Online job ads contain valuable information that can help companies and policy makers better understand job markets. How have salaries for different occupations changed over time? How have regional labor markets evolved? To answer these questions well, skills mentioned in unstructured text need to be extracted and mapped to complex, changing taxonomies, presenting a challenging language processing task.

For instance, there are many different types of software development positions, all with different requirements, must-have experience and salary trends. We need to look at skills in much more detail to understand how job markets are changing.

In this post, I’ll show you how our Data Science team at Nesta built an NLP pipeline using spaCy and Prodigy to extract skills from 7 million online job ads to better understand UK skill demand. Core to the pipeline is our custom mapping step, that allows users to match extracted skills to any government standard, like the European Commission’s Skills, Competences, Qualifications and Occupations (ESCO) taxonomy.

Our flexible, transparent approach means that data science teams across the UK government, like the Cabinet Office, can easily use our system to understand evolving skill requirements, and discover internal mismatches.

The end-to-end-workflow in action

Labor markets and Data Science at Nesta

Nesta’s Data Science team has worked with online job advertisements to make sense of the UK’s labor market for many years. We’ve developed methodologies from purchased datasets, like the UK’s first data-driven skills taxonomy and mapping occupational-similarity for at-risk of automation jobs.

While proprietary data vendors provide metadata like skill lists and Standardized Occupation Codes (SOC), their methodology for doing so is often a black box and the data comes with restrictions on what can be shared publicly. So we decided to build the open-source alternative for insights from job advertisements to be more transparent and to have more control over what we could share.

With initial funding from the UK’s Department of Education, we built out the infrastructure to scrape online job ads from job aggregator sites. To date, we’ve collected over 7 million job adverts from all over the UK.

We have also built tools and algorithms to:

  1. Extract relevant information from a given job advert, like company descriptions or qualification level;
  2. Standardize the extracted information to official, government-released standards by developing custom mapping steps and;
  3. Open source our approaches.
extracted skills from job ads
Example job ads with highlighted skills

Extracting skills from job ads

Understanding what skills are required for occupations is relevant for many groups like policy makers, local authorities and career advisors. This information means that they can make informed labor market policies, address regional skill shortages or advise job seekers. To aid in this, we developed a custom NLP solution to extract skills from unstructured job ads and map them onto official skill lists.

Organizations like the European Commission and Lightcast release their own structured skills lists.
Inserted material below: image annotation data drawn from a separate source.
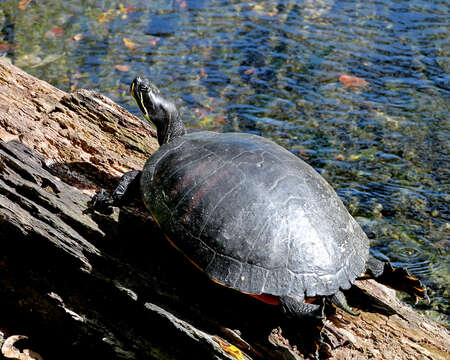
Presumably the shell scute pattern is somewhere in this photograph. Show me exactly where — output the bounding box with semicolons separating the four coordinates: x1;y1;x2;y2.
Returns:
141;132;369;297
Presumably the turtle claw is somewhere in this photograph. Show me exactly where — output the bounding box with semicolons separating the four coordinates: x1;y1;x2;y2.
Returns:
365;259;430;303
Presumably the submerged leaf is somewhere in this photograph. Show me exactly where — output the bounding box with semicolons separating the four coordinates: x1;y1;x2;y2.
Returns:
114;65;130;72
19;0;31;10
97;9;116;24
0;41;20;52
122;38;136;50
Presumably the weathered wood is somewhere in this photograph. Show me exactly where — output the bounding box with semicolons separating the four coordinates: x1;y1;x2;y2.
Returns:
0;60;450;360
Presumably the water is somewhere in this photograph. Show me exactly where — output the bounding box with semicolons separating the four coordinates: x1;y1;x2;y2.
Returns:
0;0;450;323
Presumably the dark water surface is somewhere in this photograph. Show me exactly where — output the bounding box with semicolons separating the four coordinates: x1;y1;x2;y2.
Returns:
0;0;450;322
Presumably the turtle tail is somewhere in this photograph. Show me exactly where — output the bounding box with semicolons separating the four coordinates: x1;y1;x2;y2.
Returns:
329;291;359;316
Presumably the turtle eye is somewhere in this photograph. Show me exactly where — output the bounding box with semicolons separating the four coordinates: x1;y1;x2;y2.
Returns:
139;84;148;92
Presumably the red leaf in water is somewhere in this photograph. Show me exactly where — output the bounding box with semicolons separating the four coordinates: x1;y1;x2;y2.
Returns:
44;26;64;39
114;65;130;72
122;38;136;50
19;0;31;10
50;26;64;36
244;66;256;75
73;33;84;41
338;74;369;87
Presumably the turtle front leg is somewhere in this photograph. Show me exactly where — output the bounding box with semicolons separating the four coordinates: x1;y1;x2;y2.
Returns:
361;256;428;300
91;170;141;213
279;296;325;359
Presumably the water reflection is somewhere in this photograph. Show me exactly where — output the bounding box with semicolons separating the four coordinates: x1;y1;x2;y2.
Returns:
0;0;450;324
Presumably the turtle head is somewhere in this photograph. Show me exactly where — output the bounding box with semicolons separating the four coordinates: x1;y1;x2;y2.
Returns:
130;76;186;145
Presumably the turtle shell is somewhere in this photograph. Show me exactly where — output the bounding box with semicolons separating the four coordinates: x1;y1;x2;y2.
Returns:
141;131;369;298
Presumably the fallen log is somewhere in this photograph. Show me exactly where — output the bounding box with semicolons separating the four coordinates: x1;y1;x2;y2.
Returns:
0;60;450;360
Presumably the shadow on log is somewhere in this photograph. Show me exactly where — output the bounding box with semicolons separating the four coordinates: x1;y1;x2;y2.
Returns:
0;60;450;360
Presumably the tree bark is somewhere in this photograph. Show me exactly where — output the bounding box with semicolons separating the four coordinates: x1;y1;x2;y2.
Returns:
0;60;450;360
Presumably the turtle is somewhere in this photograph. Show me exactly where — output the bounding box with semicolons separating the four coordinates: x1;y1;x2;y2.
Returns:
95;77;426;357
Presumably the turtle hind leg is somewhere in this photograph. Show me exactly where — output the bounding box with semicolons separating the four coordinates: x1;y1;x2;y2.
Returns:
91;170;141;213
362;256;428;300
279;296;325;359
329;291;359;316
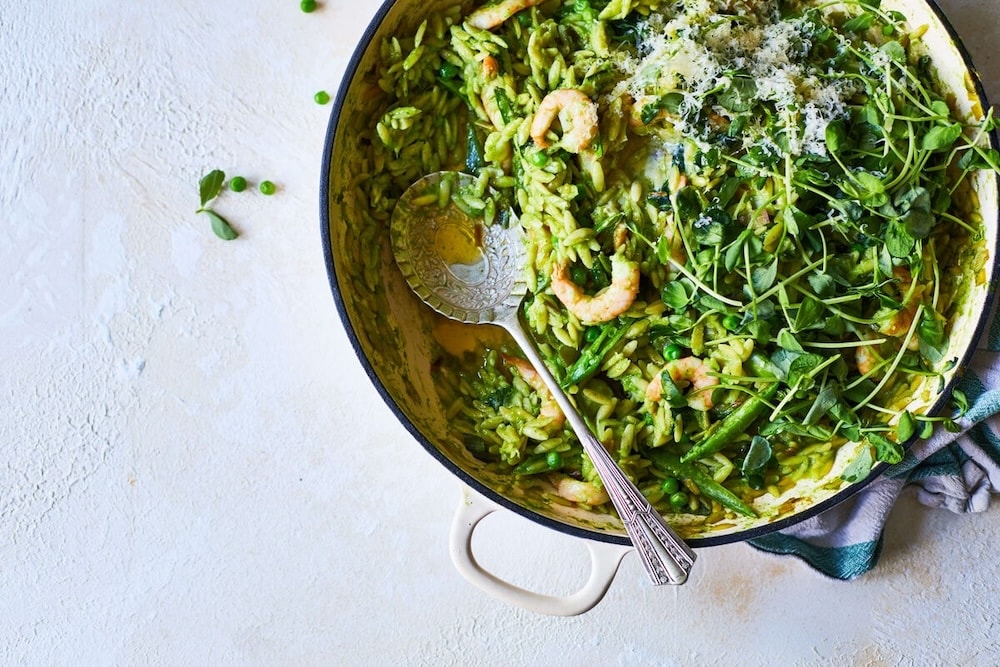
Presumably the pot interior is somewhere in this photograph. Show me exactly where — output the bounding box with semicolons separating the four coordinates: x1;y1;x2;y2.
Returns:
322;0;998;546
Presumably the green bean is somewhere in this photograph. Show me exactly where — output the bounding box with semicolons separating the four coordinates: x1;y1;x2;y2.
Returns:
681;380;780;463
646;449;757;518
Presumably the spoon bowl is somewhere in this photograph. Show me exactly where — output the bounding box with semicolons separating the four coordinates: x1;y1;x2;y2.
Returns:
390;171;695;585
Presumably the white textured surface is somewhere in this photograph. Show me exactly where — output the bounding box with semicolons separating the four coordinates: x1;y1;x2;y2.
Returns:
0;0;1000;665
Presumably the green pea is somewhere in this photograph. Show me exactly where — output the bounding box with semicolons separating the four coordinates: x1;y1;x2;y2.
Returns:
660;477;681;496
438;63;458;79
670;491;688;512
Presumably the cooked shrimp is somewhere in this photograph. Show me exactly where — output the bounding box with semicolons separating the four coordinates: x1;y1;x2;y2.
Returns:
469;0;542;30
555;475;611;506
503;354;566;428
878;266;920;337
531;88;597;153
552;254;639;324
646;357;719;412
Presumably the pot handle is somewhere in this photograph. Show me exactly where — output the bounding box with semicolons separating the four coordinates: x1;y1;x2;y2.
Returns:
451;488;633;616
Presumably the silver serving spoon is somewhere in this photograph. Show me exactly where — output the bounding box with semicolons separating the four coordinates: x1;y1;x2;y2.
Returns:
390;171;696;585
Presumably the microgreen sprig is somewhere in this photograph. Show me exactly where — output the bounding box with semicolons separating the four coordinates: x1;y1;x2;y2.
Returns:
195;169;239;241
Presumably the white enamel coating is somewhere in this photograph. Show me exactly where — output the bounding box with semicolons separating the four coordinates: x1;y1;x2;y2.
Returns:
329;0;997;612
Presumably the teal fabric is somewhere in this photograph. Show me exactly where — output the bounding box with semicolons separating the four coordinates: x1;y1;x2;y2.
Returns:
750;315;1000;580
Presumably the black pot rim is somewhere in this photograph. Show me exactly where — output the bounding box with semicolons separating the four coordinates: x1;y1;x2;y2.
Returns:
319;0;1000;547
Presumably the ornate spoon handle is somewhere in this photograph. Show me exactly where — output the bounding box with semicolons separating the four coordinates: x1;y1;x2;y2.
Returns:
508;313;696;586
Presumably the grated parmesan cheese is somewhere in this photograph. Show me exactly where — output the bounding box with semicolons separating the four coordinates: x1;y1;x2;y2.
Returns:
607;0;855;157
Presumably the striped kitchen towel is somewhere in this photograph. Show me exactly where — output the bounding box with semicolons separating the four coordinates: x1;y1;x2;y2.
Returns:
750;306;1000;579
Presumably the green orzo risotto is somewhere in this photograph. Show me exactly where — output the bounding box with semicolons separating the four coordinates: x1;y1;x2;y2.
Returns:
364;0;997;521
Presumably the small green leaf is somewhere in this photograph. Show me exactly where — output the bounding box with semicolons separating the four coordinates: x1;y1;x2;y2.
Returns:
202;208;239;241
660;371;687;408
896;410;917;442
750;258;778;294
842;12;875;32
885;222;914;257
198;169;226;208
840;447;875;483
920;123;962;152
806;273;837;298
660;280;691;310
793;297;826;332
802;384;840;426
882;39;906;63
These taxonomies contain rich information like skills, skill definitions and classifications. Since the taxonomies reflect the skills demanded in the labor force, they contain thousands and thousands of labels. They are also updated to reflect skill changes in the labor market over time. As a result, training and keeping updated a Named Entity Recognition (NER) model to extract specific skill labels would be a labeling nightmare.

example skills taxonomy
An example taxonomy with multiple nested skills

Instead, we developed a custom NLP solution to predict generic entities and added a custom mapping step to handle different, official taxonomies. Our approach used spaCy pipelines and Prodigy for efficient annotation, model training, quality control and evaluation.

From unstructured job ads to structured skill lists

The end-to-end workflow we developed starts with identifying mentions of SKILL, MULTISKILL and EXPERIENCE from online job adverts. In this first step, we annotated 375 examples manually to train spaCy’s NER model. As part of our annotation process, the team labeled a handful of job adverts collectively to get a sense of the task and discuss edge cases as they came up. This approach allowed us to highlight frequent mentions of multiple skills that were not easily separable. For example, the skill “developing visualizations and apps” is in fact two skills: “developing visualizations” and “developing apps”. However, a purely out-of-the-box NER approach wouldn’t nicely separate the skill entity mentioned.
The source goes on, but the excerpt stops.